Choose simple meals by reducing the number of ingredients or side dishes. One pot meals are a game changer that reason.
It’s perfectly fine to put simple items on your menu – at least you’ll be prepared and you’ll have the ingredients in the house. – Sarah, Early Bird Mom.
6. Food Goes Off
Vegetables such as asparagus, broccoli, mushrooms, peas and sweet corn lose their nutrition and flavor more quickly than apples, garlic or onions, and need to be eaten not long after purchasing.
Also food that has been transported long distances is not likely to be as nutritious as food which is grown and stored locally.
It’s best for taste and health to plan meals that use ingredients that perish quickly early in the week. Plan meals that don’t require those ingredients later in the week. A
Another way to avoid food going bad from being stored for long periods in the fridge is to set aside time to prep and cook meals in advance. Check out freezer cooking.
7. Shop Your Pantry
Do you have “treasures in your cupboard” you haven’t thought of using? While writing out a shopping list of ingredients every week can seem efficient, it can mean you leave existing food unused. Stored food in the pantry, fridge or freezer will deteriorate over time, take up space, and is grocery money already spent.
Before planning your meals, check what you already have on hand.
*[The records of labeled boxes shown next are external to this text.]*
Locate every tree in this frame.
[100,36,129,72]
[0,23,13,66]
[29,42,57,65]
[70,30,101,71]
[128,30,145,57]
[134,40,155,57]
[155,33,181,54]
Plan meals around what you already have and save money on your grocery budget!
Another idea is to try a Pantry Challenge every few months, where your goal is to to use up what’s in your pantry by planning meals using the ingredients you have on hand.
I love the $21 Challenge by Simple Savings for this purpose, and the $21 Challenge book has a really useful section on substituting ingredients in your recipes to use up what’s on hand.